Improving the Financial Wellbeing of Australians

This publication is developed by Commonwealth Bank of Australia and the Melbourne Institute. The original publication can be found here.

For a long time, in Australia and elsewhere, achieving a common understanding of the dimensions and measures of financial wellbeing has been problematic. Despite the huge body of research on its various aspects, no definition or metric has been consistently adopted.

Much of the difficulty stems from the complex and multi-faceted nature of financial wellbeing. Financial wellbeing involves outcomes with a time dimension, including outcomes that occur now, in the future, and under uncertainty. It also involves many motivations, including responsibility, enjoyment, control, and security. Financial wellbeing also depends on context and the types of social support that people can draw on.

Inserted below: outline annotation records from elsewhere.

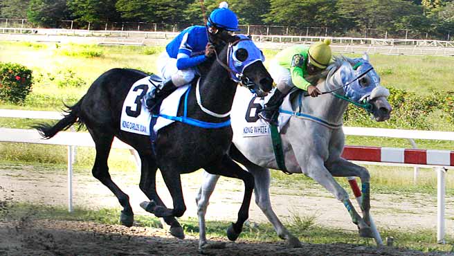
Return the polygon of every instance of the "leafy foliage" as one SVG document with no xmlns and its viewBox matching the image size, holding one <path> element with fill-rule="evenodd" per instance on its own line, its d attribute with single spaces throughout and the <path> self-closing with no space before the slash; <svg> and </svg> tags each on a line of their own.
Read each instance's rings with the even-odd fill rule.
<svg viewBox="0 0 454 256">
<path fill-rule="evenodd" d="M 392 107 L 392 113 L 387 127 L 390 128 L 405 128 L 432 129 L 430 120 L 427 116 L 431 114 L 442 114 L 454 124 L 454 92 L 437 91 L 428 95 L 417 95 L 403 89 L 388 88 L 388 102 Z M 442 113 L 437 111 L 441 110 Z M 364 115 L 364 110 L 357 107 L 347 109 L 344 120 L 349 125 L 376 126 L 376 123 Z"/>
<path fill-rule="evenodd" d="M 0 17 L 2 18 L 24 18 L 27 17 L 30 0 L 3 0 L 0 1 Z"/>
<path fill-rule="evenodd" d="M 35 25 L 55 28 L 60 21 L 69 18 L 66 1 L 30 0 L 27 17 Z"/>
<path fill-rule="evenodd" d="M 69 0 L 68 8 L 77 21 L 95 22 L 119 21 L 116 0 Z"/>
<path fill-rule="evenodd" d="M 32 90 L 32 71 L 14 63 L 0 63 L 0 100 L 20 103 Z"/>
</svg>

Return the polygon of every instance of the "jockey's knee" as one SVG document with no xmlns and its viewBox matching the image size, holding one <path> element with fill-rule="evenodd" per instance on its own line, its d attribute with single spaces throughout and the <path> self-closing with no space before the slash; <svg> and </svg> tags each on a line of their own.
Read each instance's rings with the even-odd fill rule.
<svg viewBox="0 0 454 256">
<path fill-rule="evenodd" d="M 179 71 L 175 75 L 172 76 L 172 80 L 176 86 L 181 86 L 189 84 L 195 77 L 195 73 L 192 70 Z"/>
</svg>

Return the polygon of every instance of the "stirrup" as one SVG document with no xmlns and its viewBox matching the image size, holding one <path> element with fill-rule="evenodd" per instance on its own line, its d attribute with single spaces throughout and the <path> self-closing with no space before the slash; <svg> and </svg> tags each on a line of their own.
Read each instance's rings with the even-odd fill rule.
<svg viewBox="0 0 454 256">
<path fill-rule="evenodd" d="M 279 120 L 278 120 L 278 118 L 279 117 L 279 112 L 274 111 L 271 114 L 271 117 L 268 118 L 266 116 L 264 115 L 264 111 L 261 111 L 260 112 L 257 116 L 263 119 L 264 121 L 268 122 L 269 125 L 274 125 L 274 126 L 278 126 L 279 125 Z"/>
</svg>

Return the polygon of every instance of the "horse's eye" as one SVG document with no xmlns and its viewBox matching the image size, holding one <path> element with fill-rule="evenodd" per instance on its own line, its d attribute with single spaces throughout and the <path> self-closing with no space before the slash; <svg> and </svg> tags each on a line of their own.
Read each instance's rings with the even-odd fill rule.
<svg viewBox="0 0 454 256">
<path fill-rule="evenodd" d="M 361 78 L 359 80 L 359 84 L 363 87 L 365 87 L 367 85 L 369 85 L 369 82 L 367 82 L 367 77 L 364 77 Z"/>
<path fill-rule="evenodd" d="M 242 62 L 248 58 L 248 51 L 244 48 L 240 48 L 235 53 L 235 57 Z"/>
</svg>

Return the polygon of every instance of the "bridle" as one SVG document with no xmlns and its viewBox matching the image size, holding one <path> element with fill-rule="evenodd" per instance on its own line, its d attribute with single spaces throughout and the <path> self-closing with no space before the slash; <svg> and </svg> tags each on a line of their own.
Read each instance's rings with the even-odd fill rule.
<svg viewBox="0 0 454 256">
<path fill-rule="evenodd" d="M 255 86 L 255 84 L 251 81 L 249 77 L 246 76 L 243 73 L 242 71 L 242 72 L 239 72 L 237 71 L 235 71 L 234 69 L 232 69 L 229 66 L 229 61 L 230 59 L 230 55 L 232 54 L 232 48 L 234 46 L 235 46 L 237 44 L 242 41 L 252 41 L 252 39 L 249 38 L 240 38 L 233 42 L 228 43 L 228 49 L 227 49 L 227 64 L 225 64 L 222 62 L 222 60 L 219 59 L 219 56 L 217 54 L 217 51 L 215 50 L 215 55 L 216 55 L 216 60 L 217 62 L 221 65 L 224 69 L 226 69 L 229 73 L 233 75 L 235 77 L 236 77 L 236 81 L 241 86 L 244 86 L 249 89 L 251 92 L 253 93 L 260 93 L 260 92 L 257 92 L 255 89 L 253 88 L 254 86 Z M 234 80 L 235 81 L 235 80 Z"/>
</svg>

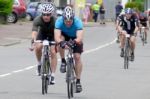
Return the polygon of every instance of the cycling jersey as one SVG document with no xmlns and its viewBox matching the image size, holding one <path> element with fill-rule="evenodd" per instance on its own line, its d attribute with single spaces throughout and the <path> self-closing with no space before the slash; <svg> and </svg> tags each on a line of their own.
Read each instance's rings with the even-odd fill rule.
<svg viewBox="0 0 150 99">
<path fill-rule="evenodd" d="M 138 26 L 138 19 L 135 16 L 131 16 L 130 19 L 127 19 L 126 16 L 120 17 L 123 27 L 123 30 L 127 31 L 129 34 L 133 34 L 136 26 Z"/>
<path fill-rule="evenodd" d="M 50 22 L 46 23 L 43 21 L 42 16 L 35 18 L 33 22 L 32 31 L 38 32 L 38 40 L 43 40 L 46 38 L 54 40 L 54 26 L 55 18 L 51 17 Z"/>
<path fill-rule="evenodd" d="M 55 28 L 61 30 L 62 34 L 64 33 L 69 37 L 76 37 L 76 32 L 83 29 L 83 24 L 79 18 L 74 17 L 72 25 L 67 27 L 64 23 L 64 18 L 59 17 L 56 20 Z"/>
<path fill-rule="evenodd" d="M 140 20 L 140 24 L 142 24 L 142 26 L 147 27 L 148 19 L 146 17 L 144 17 L 143 19 L 140 18 L 139 20 Z"/>
</svg>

In search of a common definition and metric

Use of many different definitions and research methodologies has given rise to an equally varied range of findings – even about the same groups. Such differences have meant that no two sets of findings are truly comparable. This has limited our ability to gain a true understanding of where different groups might stand relative to each other; or whether, when and by how much the financial wellbeing of groups or individuals is changing. Most research has also relied solely on self-reported data, without including objectively observed measures, another inherently limiting feature.

Transparent methodology and verifiable values

When you consider these variables, it’s not surprising that there are also inconsistencies in the way much financial wellbeing research is reported or ‘scored’.

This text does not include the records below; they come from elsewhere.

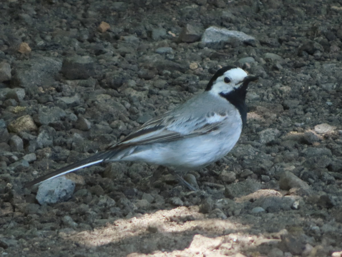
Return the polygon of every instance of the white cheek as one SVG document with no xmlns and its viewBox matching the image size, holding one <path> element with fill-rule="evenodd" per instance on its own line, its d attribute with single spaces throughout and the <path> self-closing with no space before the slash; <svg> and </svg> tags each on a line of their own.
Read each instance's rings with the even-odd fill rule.
<svg viewBox="0 0 342 257">
<path fill-rule="evenodd" d="M 210 92 L 213 95 L 217 95 L 220 93 L 229 93 L 234 89 L 231 83 L 226 84 L 222 82 L 216 82 L 213 85 Z"/>
</svg>

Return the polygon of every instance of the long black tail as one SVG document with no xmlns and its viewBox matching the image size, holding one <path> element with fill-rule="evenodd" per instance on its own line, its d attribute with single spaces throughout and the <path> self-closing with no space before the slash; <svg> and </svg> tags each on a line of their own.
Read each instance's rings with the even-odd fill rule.
<svg viewBox="0 0 342 257">
<path fill-rule="evenodd" d="M 40 183 L 48 180 L 51 179 L 67 173 L 74 171 L 80 169 L 88 167 L 94 164 L 102 162 L 104 161 L 108 160 L 112 156 L 113 151 L 105 151 L 95 154 L 92 156 L 74 162 L 65 167 L 58 169 L 54 171 L 48 173 L 39 177 L 32 181 L 26 184 L 25 187 L 29 187 L 34 185 Z"/>
</svg>

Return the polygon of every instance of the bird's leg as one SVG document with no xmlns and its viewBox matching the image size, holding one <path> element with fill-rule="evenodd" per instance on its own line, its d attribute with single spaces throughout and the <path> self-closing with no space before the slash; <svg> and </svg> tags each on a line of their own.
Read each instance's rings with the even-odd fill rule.
<svg viewBox="0 0 342 257">
<path fill-rule="evenodd" d="M 192 185 L 190 184 L 189 184 L 187 181 L 183 179 L 181 176 L 180 176 L 177 172 L 176 172 L 175 171 L 172 170 L 171 169 L 169 169 L 169 172 L 170 173 L 174 176 L 177 178 L 178 181 L 183 184 L 188 189 L 191 190 L 192 191 L 197 191 L 197 189 L 195 188 Z"/>
</svg>

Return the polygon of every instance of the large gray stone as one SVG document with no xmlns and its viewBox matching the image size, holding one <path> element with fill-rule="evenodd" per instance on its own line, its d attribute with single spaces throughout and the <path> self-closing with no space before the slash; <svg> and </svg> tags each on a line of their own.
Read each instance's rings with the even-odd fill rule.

In the absence of a consistently agreed, universally applicable benchmark, measures of convenience and public digestibility are often favoured over those linked to careful, holistic definitions of financial wellbeing. Further, there is often little or no transparency about how various scores or values are arrived at, so they are difficult to test or replicate.

Opaque scoring and variations in how financial wellbeing is reported not only make it difficult to compare different studies. It can also throw the accuracy, applicability and practical utility of some research into question, with potentially serious implications. For example, it may discourage consumers, government, financial institutions or other groups from targeting areas most likely to make a difference to financial wellbeing – or encourage them to focus on areas that are not.

A new approach to better capture the dimensions and complexity of financial wellbeing

The findings summarised in this report are based on a new approach that we believe overcomes the problems associated with past research. Underpinning it is our own definition and our own research methodology.